# Fry feeding



## Fresco (Jun 28, 2011)

i am about to start my 55gallon mbuna and i am getting saulosi and i know one day they will have fry and so i was wondering if i could feed them the same food as their parents (don't know what food ill get yet would like some suggestions also) just crushed up. would that be ok or do i have to buy them special food.


----------



## xxbenjamminxx (Jan 22, 2011)

That would be fine to feed them. For my fry I usually start them out on Hikari First Bites simply because it is powdered already and easier for me making it worth the $2 or 3 for it. Plus the for the 1st week or so they seem to take the 1st bites more readily.

I know alot of people who just use crushed flake or crushed pellets as well and do just as well. Frozen Baby Brine shrimp is another food they go nuts for and help promote growth well. If they would take flake/pellets crushed baby brine always seem to do the trick.
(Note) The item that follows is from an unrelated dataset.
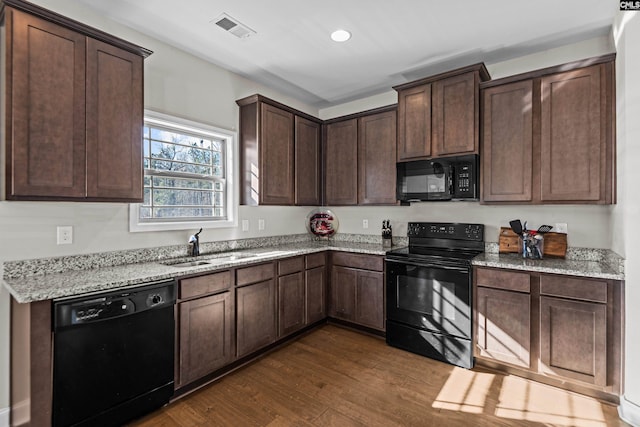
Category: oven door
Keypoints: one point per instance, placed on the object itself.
(432, 297)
Good luck and Hope this helps!


----------



## Heyguy74 (Aug 11, 2005)

Another good ffod for fry is golden pearls. They come in a buch of sizes.


----------



## prov356 (Sep 20, 2006)

Crushed NLS or any good pellet. I use a coffee grinder. If the fry are very tiny, I use microworm.


----------



## HDrydr (Mar 22, 2010)

I've always used first bites then graduate up to crushed pellets like the adults I increase the size as they grow.


----------



## allierw (Apr 20, 2006)

NLS has a fry formula now that is similar to Hikari first bites. I use it on my rainbow and guppy fry.


----------



## GLHj123 (Jul 31, 2011)

Hikari First bites is my favorite


----------



## DJRansome (Oct 29, 2005)

I have had success personally with New Life Spectrum Grow.


----------



## brinkles (Jan 30, 2011)

Sometimes smaller fry haven't taken NLS grow for me, so I give them Hikari first bites for a few weeks. I used to give them brine shrimp, which they notice more quickly, but decided it wasn't worth the trouble.

They put on size quick with the NLS Grow food! I'm just going to crush a little when I'm out of the Hikari.


----------



## londonloco (Mar 31, 2011)

I use Golden Pearls.....


----------